Accordingly, Chinese steel mills continue to build-up stockpiles of iron ore, which have risen for the seventh consecutive week, although their overall holdings are still quite low and only represent 30 days of consumption.
It all adds up to a perfect storm for the Australian and African producers and explorers, especially as ongoing coronavirus issues continue to cast doubts over the current production and supply capabilities of Brazil, one of the world’s other major producers.
Unsurprisingly, shares in the major iron ore producers Rio Tinto (LON:RIO)(ASX:RIO), BHP (LON:BHP)(ASX:BHP) and Fortescue (ASX:FMG) have been on the move. Shares in Rio Tinto and BHP are both by more than 50% since their coronavirus lows, while shares in Fortescue have more than doubled.
And it’s not only at the top end that the benefits are showing through.
Shares in Zanaga Iron Ore Company (LON:ZOIC), which is developing an asset in Republic of Congo, are up by more than 100% since March, helped along by positive newsflow relating to concept studies for infrastructure.
Black Iron in particular has been helped along by news that the ongoing conflict in the Ukraine is being wound down a further notch and although the company’s Shymanivske project isn’t located near the conflict zone, the boost to sentiment has been significant. Black Iron’s shares are up 150% since March.
Meanwhile, among UK-domiciled juniors Alien Metals (LON:UFO) has hit a purple patch given its exposure both to iron ore, through Australian projects, and to silver, which has also seen strong price action recently. Alien shares are up by more than 150% since their March lows, and are now trading at around pre-coronavirus levels.

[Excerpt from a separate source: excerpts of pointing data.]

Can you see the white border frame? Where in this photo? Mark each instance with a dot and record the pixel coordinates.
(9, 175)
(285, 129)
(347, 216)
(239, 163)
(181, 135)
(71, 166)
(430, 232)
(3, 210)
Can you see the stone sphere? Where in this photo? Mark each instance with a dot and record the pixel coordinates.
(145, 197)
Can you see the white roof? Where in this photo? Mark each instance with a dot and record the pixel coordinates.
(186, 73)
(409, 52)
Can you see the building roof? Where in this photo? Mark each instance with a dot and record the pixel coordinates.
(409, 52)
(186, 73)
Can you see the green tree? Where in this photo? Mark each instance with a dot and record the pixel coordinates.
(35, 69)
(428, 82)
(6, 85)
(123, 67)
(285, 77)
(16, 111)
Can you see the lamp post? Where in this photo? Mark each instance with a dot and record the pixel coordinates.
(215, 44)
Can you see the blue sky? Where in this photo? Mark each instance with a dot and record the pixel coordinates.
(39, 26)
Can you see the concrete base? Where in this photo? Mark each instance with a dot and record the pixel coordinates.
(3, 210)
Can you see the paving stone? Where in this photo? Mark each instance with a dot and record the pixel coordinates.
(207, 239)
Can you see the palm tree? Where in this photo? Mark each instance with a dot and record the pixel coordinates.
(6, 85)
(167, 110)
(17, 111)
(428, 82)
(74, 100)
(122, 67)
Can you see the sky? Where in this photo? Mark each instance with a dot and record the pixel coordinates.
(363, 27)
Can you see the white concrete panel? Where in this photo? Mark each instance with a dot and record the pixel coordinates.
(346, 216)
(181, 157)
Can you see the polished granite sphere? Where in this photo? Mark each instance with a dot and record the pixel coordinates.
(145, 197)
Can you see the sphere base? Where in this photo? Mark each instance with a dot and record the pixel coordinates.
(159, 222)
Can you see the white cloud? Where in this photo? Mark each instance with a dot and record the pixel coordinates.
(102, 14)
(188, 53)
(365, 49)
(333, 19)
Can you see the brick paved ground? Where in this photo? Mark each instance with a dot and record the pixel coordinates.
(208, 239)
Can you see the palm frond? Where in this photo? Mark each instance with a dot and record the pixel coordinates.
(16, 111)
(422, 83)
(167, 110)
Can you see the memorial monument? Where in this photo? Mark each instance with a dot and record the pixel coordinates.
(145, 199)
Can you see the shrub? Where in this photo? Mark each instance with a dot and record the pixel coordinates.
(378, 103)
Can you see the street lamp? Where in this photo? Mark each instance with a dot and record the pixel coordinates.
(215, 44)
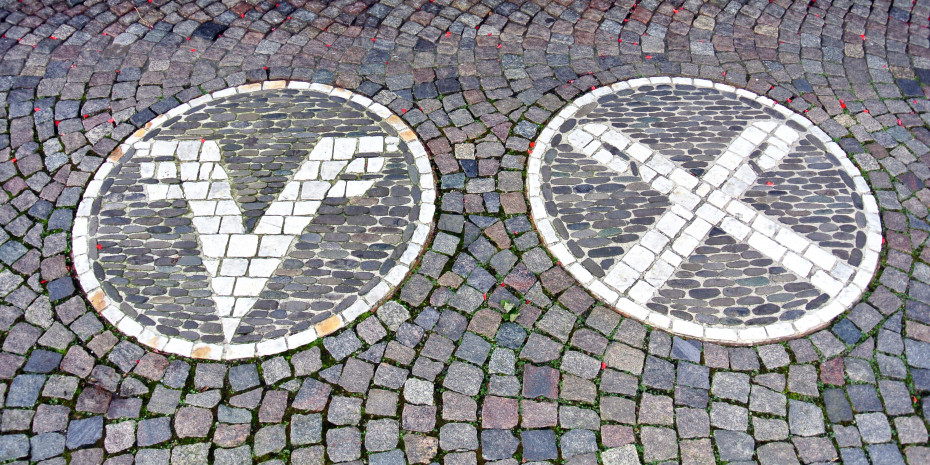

Also exposed to iron ore is Anglesey Mining (LON:AYM), which holds iron ore interests in Sweden and Canada. Anglesey’s shares hit a 12 month high in July, and continue to trade at double where they were during the coronavirus lows.
And Ferrexpo (LON:FXPO) has also seen significant strength, up by 80% since March, although the company continues to be dogged by governance issues and has just appointed as chief executive a man who was responsible for setting the strategy of London Mining, one of the highest profile iron ore failures during the last mining boom.